Phase noise reduction in LC oscillator with a high-loss capacitor

XY problem, you have what is effectively a capacitor microphone element, with one side grounded and you wish to build an RF Mic.

Were it me, I would not make it part of the oscillator instead using a crystal osc, and putting the transducer in a bridge circuit. Use a couple of fixed inductors and a piston trimmer or such (shunt it with a variable capacitance diode so you can servo the operating point to compensate temperature drift), then do phase detection on the bridge output voltage.

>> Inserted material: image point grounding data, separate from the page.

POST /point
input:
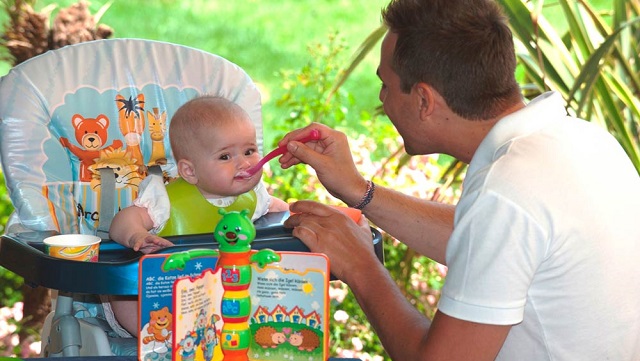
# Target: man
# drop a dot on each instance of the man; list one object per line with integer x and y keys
{"x": 541, "y": 248}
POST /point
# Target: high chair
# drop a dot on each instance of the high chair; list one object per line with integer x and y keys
{"x": 71, "y": 112}
{"x": 80, "y": 127}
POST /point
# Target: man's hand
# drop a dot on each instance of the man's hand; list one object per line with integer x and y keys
{"x": 330, "y": 156}
{"x": 349, "y": 245}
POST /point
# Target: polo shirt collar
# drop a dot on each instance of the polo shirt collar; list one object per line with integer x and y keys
{"x": 540, "y": 112}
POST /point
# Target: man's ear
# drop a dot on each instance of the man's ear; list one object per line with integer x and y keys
{"x": 187, "y": 171}
{"x": 425, "y": 98}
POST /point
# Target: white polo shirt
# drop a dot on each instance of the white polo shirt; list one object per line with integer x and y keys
{"x": 547, "y": 239}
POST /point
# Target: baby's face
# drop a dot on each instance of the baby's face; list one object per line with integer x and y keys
{"x": 224, "y": 152}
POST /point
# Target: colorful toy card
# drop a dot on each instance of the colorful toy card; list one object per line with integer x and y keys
{"x": 280, "y": 314}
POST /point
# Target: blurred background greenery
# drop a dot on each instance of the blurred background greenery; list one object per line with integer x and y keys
{"x": 316, "y": 60}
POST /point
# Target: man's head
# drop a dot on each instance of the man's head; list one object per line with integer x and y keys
{"x": 462, "y": 48}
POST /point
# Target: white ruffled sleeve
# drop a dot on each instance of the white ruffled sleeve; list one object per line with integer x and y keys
{"x": 153, "y": 196}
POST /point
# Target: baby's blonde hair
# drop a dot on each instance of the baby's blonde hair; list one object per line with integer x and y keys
{"x": 197, "y": 114}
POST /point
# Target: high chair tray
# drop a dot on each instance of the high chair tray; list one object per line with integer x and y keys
{"x": 116, "y": 272}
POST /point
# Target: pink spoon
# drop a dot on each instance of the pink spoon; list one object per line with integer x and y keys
{"x": 315, "y": 135}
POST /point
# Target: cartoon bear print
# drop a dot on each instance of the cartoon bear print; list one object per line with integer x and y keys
{"x": 92, "y": 135}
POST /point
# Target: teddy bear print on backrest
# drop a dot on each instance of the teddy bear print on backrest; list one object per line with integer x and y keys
{"x": 114, "y": 131}
{"x": 104, "y": 104}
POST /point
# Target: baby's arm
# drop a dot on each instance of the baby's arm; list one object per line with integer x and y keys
{"x": 130, "y": 227}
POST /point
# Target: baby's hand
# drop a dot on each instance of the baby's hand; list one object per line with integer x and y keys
{"x": 148, "y": 243}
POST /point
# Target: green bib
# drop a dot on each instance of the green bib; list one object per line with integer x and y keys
{"x": 191, "y": 213}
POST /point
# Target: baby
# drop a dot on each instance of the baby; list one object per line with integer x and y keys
{"x": 214, "y": 143}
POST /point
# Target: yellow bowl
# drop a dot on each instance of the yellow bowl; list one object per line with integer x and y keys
{"x": 76, "y": 247}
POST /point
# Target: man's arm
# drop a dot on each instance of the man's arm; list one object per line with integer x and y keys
{"x": 424, "y": 226}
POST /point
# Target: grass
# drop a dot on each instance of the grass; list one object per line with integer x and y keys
{"x": 261, "y": 36}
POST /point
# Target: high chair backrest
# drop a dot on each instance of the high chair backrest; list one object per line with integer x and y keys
{"x": 101, "y": 104}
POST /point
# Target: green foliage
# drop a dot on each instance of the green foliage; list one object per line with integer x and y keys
{"x": 592, "y": 60}
{"x": 316, "y": 93}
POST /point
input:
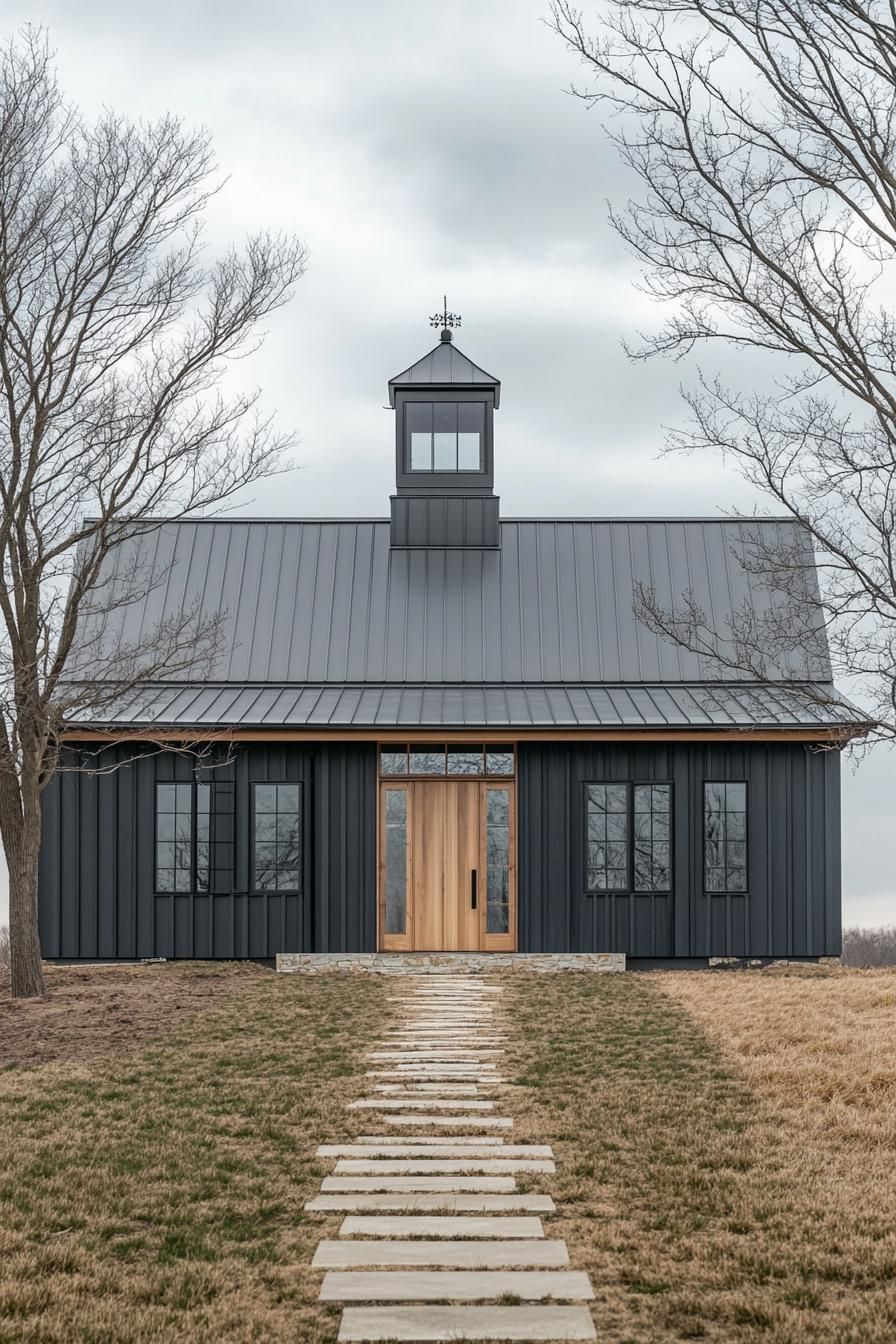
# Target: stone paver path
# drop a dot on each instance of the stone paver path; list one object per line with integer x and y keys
{"x": 438, "y": 1239}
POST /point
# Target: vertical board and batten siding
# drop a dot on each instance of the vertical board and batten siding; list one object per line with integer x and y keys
{"x": 97, "y": 871}
{"x": 793, "y": 907}
{"x": 97, "y": 864}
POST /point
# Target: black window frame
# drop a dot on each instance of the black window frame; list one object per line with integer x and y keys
{"x": 727, "y": 890}
{"x": 300, "y": 859}
{"x": 630, "y": 889}
{"x": 194, "y": 889}
{"x": 443, "y": 749}
{"x": 456, "y": 403}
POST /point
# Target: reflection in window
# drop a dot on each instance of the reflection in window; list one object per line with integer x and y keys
{"x": 607, "y": 836}
{"x": 173, "y": 836}
{"x": 652, "y": 843}
{"x": 465, "y": 761}
{"x": 452, "y": 760}
{"x": 427, "y": 760}
{"x": 394, "y": 761}
{"x": 497, "y": 851}
{"x": 277, "y": 839}
{"x": 497, "y": 761}
{"x": 724, "y": 836}
{"x": 445, "y": 436}
{"x": 183, "y": 836}
{"x": 395, "y": 860}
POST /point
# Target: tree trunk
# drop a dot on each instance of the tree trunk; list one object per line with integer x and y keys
{"x": 20, "y": 825}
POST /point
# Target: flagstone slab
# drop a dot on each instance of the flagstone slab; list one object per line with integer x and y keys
{"x": 419, "y": 1184}
{"x": 446, "y": 1148}
{"x": 419, "y": 1104}
{"x": 409, "y": 1089}
{"x": 458, "y": 1285}
{"x": 433, "y": 1202}
{"x": 492, "y": 1140}
{"x": 405, "y": 1226}
{"x": 473, "y": 1121}
{"x": 435, "y": 1324}
{"x": 442, "y": 1167}
{"x": 448, "y": 1254}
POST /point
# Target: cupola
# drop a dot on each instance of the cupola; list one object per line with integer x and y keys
{"x": 443, "y": 449}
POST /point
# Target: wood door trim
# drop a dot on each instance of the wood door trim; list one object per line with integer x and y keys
{"x": 394, "y": 941}
{"x": 499, "y": 941}
{"x": 409, "y": 941}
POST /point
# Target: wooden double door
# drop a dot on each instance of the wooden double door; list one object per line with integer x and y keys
{"x": 448, "y": 871}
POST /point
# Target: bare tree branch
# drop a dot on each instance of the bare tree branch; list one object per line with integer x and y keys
{"x": 114, "y": 336}
{"x": 762, "y": 139}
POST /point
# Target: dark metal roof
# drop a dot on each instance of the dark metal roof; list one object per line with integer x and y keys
{"x": 328, "y": 602}
{"x": 445, "y": 366}
{"x": 482, "y": 707}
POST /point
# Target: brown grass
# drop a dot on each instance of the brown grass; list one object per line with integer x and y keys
{"x": 727, "y": 1149}
{"x": 156, "y": 1194}
{"x": 869, "y": 946}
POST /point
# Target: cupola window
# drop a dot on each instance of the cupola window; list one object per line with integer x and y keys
{"x": 445, "y": 436}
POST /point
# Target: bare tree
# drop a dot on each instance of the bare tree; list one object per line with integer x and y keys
{"x": 114, "y": 333}
{"x": 763, "y": 139}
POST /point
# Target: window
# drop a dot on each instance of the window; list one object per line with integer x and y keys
{"x": 183, "y": 836}
{"x": 277, "y": 836}
{"x": 652, "y": 840}
{"x": 724, "y": 836}
{"x": 445, "y": 436}
{"x": 607, "y": 821}
{"x": 438, "y": 760}
{"x": 628, "y": 837}
{"x": 497, "y": 856}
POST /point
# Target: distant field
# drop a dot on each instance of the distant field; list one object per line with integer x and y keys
{"x": 730, "y": 1149}
{"x": 727, "y": 1149}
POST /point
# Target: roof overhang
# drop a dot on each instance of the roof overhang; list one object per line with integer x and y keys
{"x": 500, "y": 711}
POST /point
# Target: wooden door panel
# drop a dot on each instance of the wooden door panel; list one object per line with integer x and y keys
{"x": 429, "y": 866}
{"x": 448, "y": 839}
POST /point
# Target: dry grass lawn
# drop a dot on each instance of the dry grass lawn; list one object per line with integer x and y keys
{"x": 728, "y": 1149}
{"x": 156, "y": 1192}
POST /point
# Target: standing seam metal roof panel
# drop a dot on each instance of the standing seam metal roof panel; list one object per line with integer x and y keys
{"x": 329, "y": 601}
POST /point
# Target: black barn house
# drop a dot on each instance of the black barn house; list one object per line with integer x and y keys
{"x": 448, "y": 731}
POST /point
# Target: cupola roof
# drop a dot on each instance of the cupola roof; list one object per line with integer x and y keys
{"x": 445, "y": 366}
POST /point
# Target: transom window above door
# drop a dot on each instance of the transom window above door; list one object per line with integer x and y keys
{"x": 442, "y": 760}
{"x": 445, "y": 436}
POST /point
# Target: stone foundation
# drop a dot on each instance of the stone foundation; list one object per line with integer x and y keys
{"x": 446, "y": 962}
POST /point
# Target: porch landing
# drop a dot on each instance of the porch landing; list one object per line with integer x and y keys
{"x": 446, "y": 962}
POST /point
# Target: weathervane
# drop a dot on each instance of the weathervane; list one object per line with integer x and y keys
{"x": 445, "y": 320}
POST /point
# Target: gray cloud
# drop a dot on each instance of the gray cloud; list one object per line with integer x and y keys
{"x": 421, "y": 148}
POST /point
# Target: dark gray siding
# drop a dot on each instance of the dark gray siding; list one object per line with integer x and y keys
{"x": 97, "y": 898}
{"x": 793, "y": 906}
{"x": 97, "y": 872}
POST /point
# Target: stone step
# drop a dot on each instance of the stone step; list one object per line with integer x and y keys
{"x": 448, "y": 1148}
{"x": 439, "y": 1202}
{"x": 443, "y": 1121}
{"x": 456, "y": 1184}
{"x": 418, "y": 1104}
{"x": 492, "y": 1140}
{"x": 454, "y": 1285}
{"x": 410, "y": 1087}
{"x": 458, "y": 1254}
{"x": 449, "y": 1053}
{"x": 430, "y": 1324}
{"x": 438, "y": 1167}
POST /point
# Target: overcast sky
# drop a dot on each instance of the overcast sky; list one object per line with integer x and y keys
{"x": 421, "y": 148}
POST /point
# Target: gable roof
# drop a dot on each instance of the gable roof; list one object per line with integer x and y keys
{"x": 327, "y": 604}
{"x": 445, "y": 366}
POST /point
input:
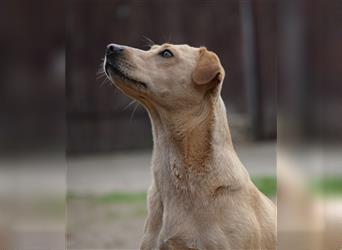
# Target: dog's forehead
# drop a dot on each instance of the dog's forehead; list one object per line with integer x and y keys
{"x": 185, "y": 48}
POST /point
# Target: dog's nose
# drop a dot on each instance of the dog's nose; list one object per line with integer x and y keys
{"x": 114, "y": 49}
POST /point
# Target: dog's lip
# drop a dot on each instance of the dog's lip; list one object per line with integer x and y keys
{"x": 119, "y": 73}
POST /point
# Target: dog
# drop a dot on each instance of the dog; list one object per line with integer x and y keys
{"x": 201, "y": 195}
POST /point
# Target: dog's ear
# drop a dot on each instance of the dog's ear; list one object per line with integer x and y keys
{"x": 208, "y": 68}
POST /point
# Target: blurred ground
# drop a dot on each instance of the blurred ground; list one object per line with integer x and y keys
{"x": 131, "y": 171}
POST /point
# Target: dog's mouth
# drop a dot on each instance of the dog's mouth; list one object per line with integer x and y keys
{"x": 111, "y": 69}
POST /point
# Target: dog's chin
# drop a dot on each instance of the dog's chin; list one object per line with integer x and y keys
{"x": 122, "y": 79}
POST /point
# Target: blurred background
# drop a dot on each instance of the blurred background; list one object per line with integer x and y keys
{"x": 75, "y": 152}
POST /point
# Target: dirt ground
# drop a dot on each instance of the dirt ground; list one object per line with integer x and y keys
{"x": 97, "y": 225}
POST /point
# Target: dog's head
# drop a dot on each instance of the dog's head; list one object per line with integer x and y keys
{"x": 169, "y": 76}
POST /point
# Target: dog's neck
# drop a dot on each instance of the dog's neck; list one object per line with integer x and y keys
{"x": 197, "y": 141}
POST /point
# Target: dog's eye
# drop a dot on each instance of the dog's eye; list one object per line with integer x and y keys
{"x": 166, "y": 53}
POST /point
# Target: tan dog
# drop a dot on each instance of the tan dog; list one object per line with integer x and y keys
{"x": 201, "y": 196}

A couple of inductors, a piston trimmer, a varicap diode, a crystal osc, and some sort of phase detector (maybe a diode ring mixer?) followed by a lowpass filter and some opamp bullshit, job done.


The HP3033 synthesizer used a VCO something like this

schematic

simulate this circuit – Schematic created using CircuitLab

Notice how the two VDD bypass capacitors have their RETURN nodes tied into the resonator RETURN, for quiet operation. Also, C5 is part of the resonant path, thus its AC current is affecting phasenoise.

You might install a Schottky diodes across R2, if you want a fixed Vout amplitude of 0.3v PP.

You should make C3 quite small, so only a portion of the resonant energy is dissipated in that base resistor.